I have managed to find a tool that illustrates this concept quite well, though it is only compatible with TiddlyWiki files so can’t be integrated with DEVONthink. However, the below screenshot demonstrates what the node graph looks like at “2 step distance” and how this provides a useful way of understanding the local context of one’s notes and where gaps or potential interconnections may exist, as well as facilitating non-hierarchical document navigation.
Live demo available at: http://tiddlymap.org/ - note: this is far more advanced than it needs to be. A simple node graph with arrows would suffice, but the “neighbourhood scope” setting is what is key to make this useful.
This fascinating discussion (which raises the necessity to have some “visual frontend” for devonthink, brought me to this Organising literature in Curio – Jumping from trees – Personal webpage of Kyle Eggleton
This blog has a perfect summary of what we have been discussing thus far: “And despite the amazing ability of DEVONthink Pro to find similar text and documents there is a missing element, at least for me. That missing element is the ability to link similar records in a graphical fashion that suits the way in which I think visually.”
Node graph integration is my #1 wish for q future DT releases–by far. I’m intently watching this thread and very much appreciate all the fascinating contributions. I’ve learned a great deal from everyone–incl. other platforms I hadn’t heard about previously.
@jooz - thanks for sharing the blog post. The quote you pulled from it, is spot on.
I use DT primarily for historical research and genealogy. (To the latter; the need for node graphs functionality regularly discussed) elsewhere.
For me, and I trust I’m not alone here, a node diagram to see present linkages between a document or a group spark an “ah HA!” moment in my head, which can then in-turn present a case for generating repliants of a certain document–i.e. a newspaper clipping from 1695–into other groups in my database. It’s a way to jog my memory in a way that AI will never be able to do.
Jooz; the use-scenarios you present in one your post just above this one, are the ones I’ve been thinking about. Cheers!
taking up the valuable drift of @Jun_GL input: I am also sharing the sentiment that it would be helpful to come to something like a typology / matrix of solutions for graph representation in the context of note-taking/knowledge management tools.
I think the issue of ‘whole graph representation’ is a red herring.
as is mentioned here there are already several conceptual (as well as coded) solutions on how to meaningfully augment a (hierarchical) database with visualizing note context(s), and on skinning this cat (this is also why I also pointed to some existing software in this regard).

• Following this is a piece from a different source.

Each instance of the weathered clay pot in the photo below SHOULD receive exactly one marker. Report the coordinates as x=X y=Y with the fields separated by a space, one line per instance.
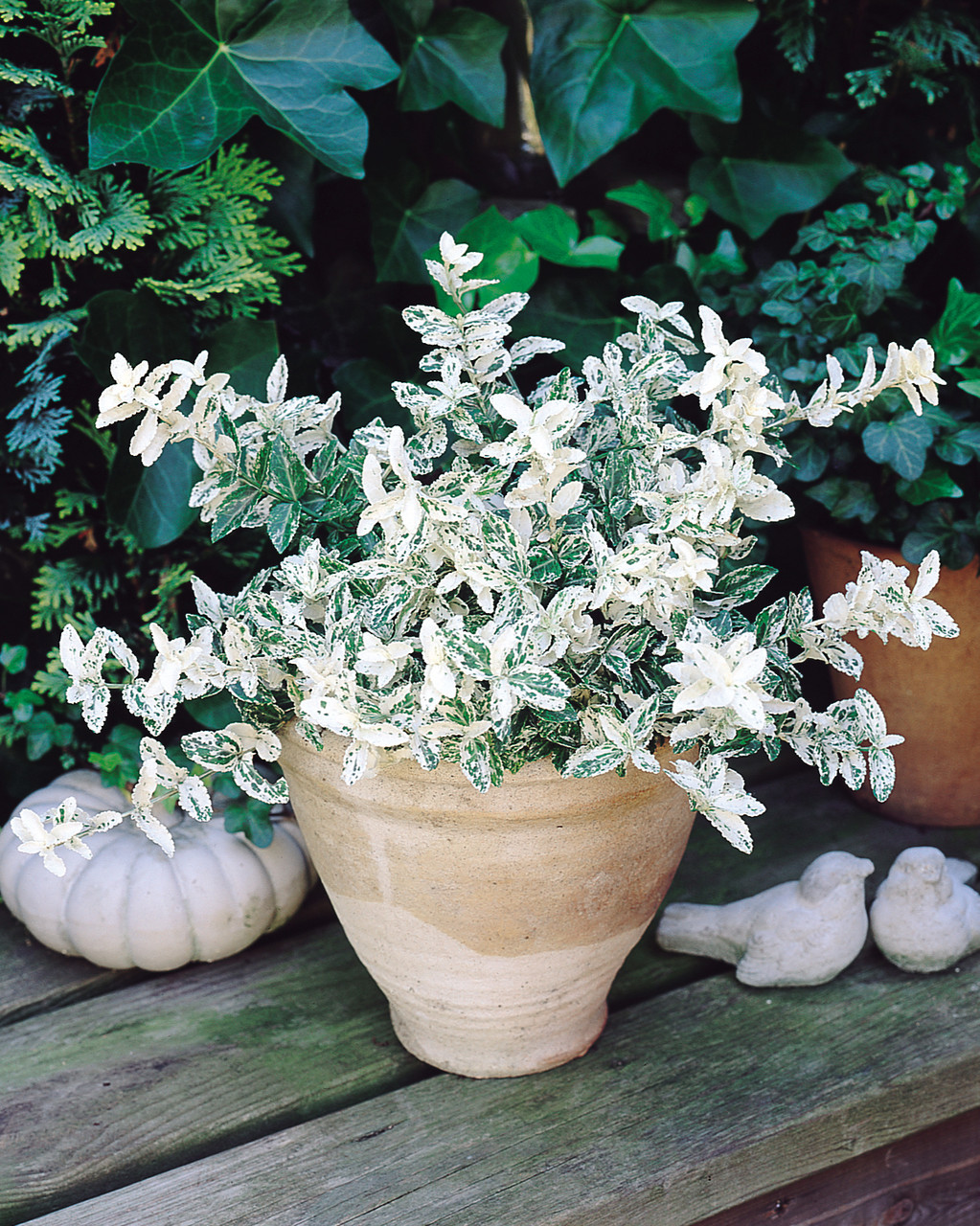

so, I think what would be helpful is to use that as basis for a kind of typology of existing solutions / options for helpful – interactive – map/graph-visualizations in the context of knowledge management tools.
– on that basis it would also be easier to coalesce around shared visions (possibly; and if wanted).
for me – coming from a (‘handicapped’) non-coder perspective – I see five general types / approaches to structuring such graphs in a helpful ways.
hierarchies + x-th generation approach
lateral links (i.e. using explicitly linked notes as basis instead of the hierarchy)
collateral links (i.e. showing related notes on the basis of shared parents/ancestors)
content relation (this is of course one of the real potential strengths of DT; and brings in the whole AI road…)
metadata related (tags, frequencies, weights, usage, length etc etc.)
often these principles are mixed in a certain flavor (see TheBrain combining lateral, colateral and hierarchical structuring in a very unique / signature way). I think also noteworthy is the decision of Trilium for example to leave hierarchical representation to the classic folder-tree representation, and concentrate for the graph on explicit (‘wiki’-)links btw. notes. it is not my preferred way of approaching but illustrates different systematic decisions that can be taken here.
but all of these five ‘principles’ to me seem helpful in potentially informing the decisions for a certain kind of visualization (in the context of ‘Zettelkasten’-like tools)
… just some quick rough idea, as I was thinking in that direction rather implicitly with my last post; but then Jun_GLs input made me think out loud on this.
Actually, just by coincidence, but it seems that Devonthink Team actually had this on their minds long before this thread was started:
I am literally copying from the public webpage:
Where in the text of that page do you interpret that it indicates that DEVONthink does/will support a graph view of documents? Please don’t create a narrative for something that does not exist.
It says “automate your tasks with DEVONthink” – that’s a gear, not a graph.
I’ve become partly convinced there is a kernel of something useful in this thread, but I’d like to see someone outline a realistic use case and how it would work. I don’t have a single database with fewer than several thousand documents, and that makes for a nightmarish graph. Nor do I want to rely on AI to suggest relations. But the visual aspect is possibly interesting.
@korm there are many situations where the link graphs can be useful, and provide insight that would be hard to get in a non-visual way - such as:
quickly show unnoticed clusters of linked items, which you might not have otherwise seen. These ‘unnoticed clusters’ can mean, for example that we need to create ‘central’ or ‘top level’ summary notes that explain the cluster (helping us discover and understand previously unseen relationships).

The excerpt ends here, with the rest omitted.